Neuropathic Pain: this is pain caused by damage to the nervous system itself (including through injury, disease or pinching), and is often described as electrical, stabbing or burning, eg multiple sclerosis, sciatica, whiplash and scar tissue pain. This type of pain is created by damaged nerves mis-firing signals off to the brain. Nerves typically don't heal well, so this type of pain is often chronic and massage therapy often involves alleviating tissue pressure on the affected nerves where possible (including scar-tissue therapy) and addressing hyper-tonic musculature; eg sciatic nerve pain in the legs which can be relieved by stretching and loosening the piriformis muscle which travels through the buttock.


Other Primary Pain: everything not fitting comfortably in the two categories above... cases of over-lap between nociceptive & neuropathic pain; or pain caused by neuropathic dysfunction rather than damage eg fibromyalgia; or pain caused without either damage or dysfunction eg birth contractions.

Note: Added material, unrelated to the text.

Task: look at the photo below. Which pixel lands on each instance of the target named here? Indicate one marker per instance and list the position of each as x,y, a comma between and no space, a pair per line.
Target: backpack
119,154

Psychological intervention also affects what's going on physiologically and can actually change pain patterns. The ever-changing pathways within our brains are surprisingly capable of rewiring, eg with Cognitive Behavioural Therapy or under the instruction of prolonged anxiety, and this includes pain signal interpretation. eg if a person is inclined (for whatever reason) to believe that a light pain they have this week is going to worsen and become debilitating, their brain may start anticipating pain signals to the extent that it continues to register them when they are no longer there. In these cases, genuine physical pain response is triggered without physical damage or neural dysfunction still existing. This is absolutely not 'imaginary pain'. These pain signals register in exactly the same way on brain scans as physical damage pain, making them 100% genuinely felt by the sufferer; but what is going on is that the brain has re-wired to convert movement detection to pain detection under the influence of anxiety. Massage therapy in these cases can often help to 'dial down' that response, demonstrating through pressure and movement (like a physical form of CBT) that motion or function are not affected, or more simply, challenging the neural feedback being received by the brain.


Pain science is a fascinating area of research which is expanding rapidly in line with the rise of new brain-imaging technology and our understanding of disease patterns. Better awareness of the links between our bodies and minds in interpreting pain can only lead to enhanced and better therapies to help us all deal with any type of pain, which after all, is never quite as simple as 'annoying' or 'really bad'.